司乘法听这老头将本身与姚崇相提并论,又是由心而发、至诚之至,心中颇是欢乐,浅笑道:“那就相烦鹤翁带我们上这山顶去吧。”鹤翁双手抱拳,道:“你能为山东、河南两地治下大蝗,救两地百姓,老头为这两地百姓也自当从命。”说着双手放在口中,吹了一声,与之前吹响的哨声又不一样。那大鹤听到哨声,也跟着嘘了一声,就缓缓地低下脑袋,长嘴搁在地上,两膝微屈,放平身子,一动不动。
大鹤飞到山顶,落在一块青山之上。鹤翁从大鹤身下走出来,道:“这就是山顶了,各位快快下来吧!”
司乘法看了一眼趾高气扬的大鹤,心想本来王大哥先前对这老头有恩。只是这老头这般萧洒豪宕,如何惹上了官府、王元宝又如何有恩于他,却又不得而知了。
鹤翁道:“你们快到鹤背上去吧,我发口哨,它驼你们上山。”说完世人一个接一个,踩着鹤嘴,从大鹤的头颈走到它背上。那大鹤身形庞大,背脊上也甚是宽广,五人坐在上面也不拥堵,只是它的羽毛实足的光滑,世人从未骑过大鹤,都有些坐不稳。
司乘法见地上果然是厚厚的一层松针,恐怕踩上去又滑倒,就放慢脚步悄悄的走了十多步,他脚下飘飘,只感这露台山上氛围是非常的清爽舒爽,沁民气脾。他深吸几口气,昂首望去,却见远处一头青牛正在吃绿叶。欣喜道:“你们看,这个山上另有野牛?”
世人听他如此提及,无不恋慕他的人生迹遇,均想:“这老头当真是傻人有福,他和当世高人住在一起竟然还不得而知。”
世人骑鹤遨游的兴趣未消,听他说抓着大鹤的爪子让它带着飞,胆小的心想:“如许就更刺激、更好玩了!”怯懦的想他吊在大鹤的脚上,飞上几千米高,那真是吓都被吓晕了。
司乘法实不知这老头为何会如此仇视朝廷的人,一时不知所措。
罗青山、苏元才面面相觑,心道:“这个老头说话直来直去,又养那么大一只鹤,确切奇特。”
只见那鹤翁朝前走几步,扑通一下就跪在了司乘法面前,道:“老头有眼无珠,不知真豪杰在此,还口出在理之言,请受老头一拜。”说着就要拜下去,司乘法从速将他扶起,道:“这可使不得?老翁折煞我也。”
王元宝握住老头的手,道:“鹤翁,这位司少卿可不比普通的朝廷官员,他公道严明,山东大蝗就是他治的啊,也是我的拯救仇人了。”

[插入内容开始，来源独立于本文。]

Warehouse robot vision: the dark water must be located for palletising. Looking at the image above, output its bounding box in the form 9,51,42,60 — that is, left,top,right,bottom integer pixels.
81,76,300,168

鹤翁点着头道:“单凭司大人治蝗这一条,老头都是非常佩服了!又是王公子的结义兄弟,那天然不会是朝廷的鹰犬喽啰。”回身对司乘法道:“司少人勿要见怪,老头一家人尽受朝廷庸官逼迫,是以老头是非常悔恨朝廷之人,但老头还是能分清大是大非,像姚崇、司大人如许的好官还是从内心尊崇的。”

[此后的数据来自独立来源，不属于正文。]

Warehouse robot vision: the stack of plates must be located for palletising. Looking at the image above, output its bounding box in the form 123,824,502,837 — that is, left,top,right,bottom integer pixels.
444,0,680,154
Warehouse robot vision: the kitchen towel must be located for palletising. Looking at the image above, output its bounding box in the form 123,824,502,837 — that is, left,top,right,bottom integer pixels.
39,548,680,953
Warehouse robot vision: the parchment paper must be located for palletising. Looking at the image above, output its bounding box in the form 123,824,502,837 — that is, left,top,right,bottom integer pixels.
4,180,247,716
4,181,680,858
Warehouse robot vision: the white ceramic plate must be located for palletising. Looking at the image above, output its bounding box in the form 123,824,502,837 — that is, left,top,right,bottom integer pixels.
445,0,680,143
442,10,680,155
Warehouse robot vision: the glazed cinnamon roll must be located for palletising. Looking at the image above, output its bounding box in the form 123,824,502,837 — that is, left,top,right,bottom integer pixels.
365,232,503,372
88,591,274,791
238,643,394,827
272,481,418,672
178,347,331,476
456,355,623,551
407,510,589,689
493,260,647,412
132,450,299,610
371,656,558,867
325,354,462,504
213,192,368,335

王元青接道:“司马承祯。”鹤翁道:“管他真不真了,就是山上阿谁羽士送给我的,我常日里打柴给他送些斋饭,他感激于我,送我这一只鹤,说是出行便利些。”
世人皆是第一次骑鹤,都觉风趣、惊险、好玩和刺激,大家神情各别,但都面带忧色。
世人下了鹤身。那鹤向前两步,仰首阔步的站着,大翅微张,长嘴插入羽翼当中,仿佛已经熟睡。它对世人不睬不睬,好像前辈大人普通,实足的高傲神情。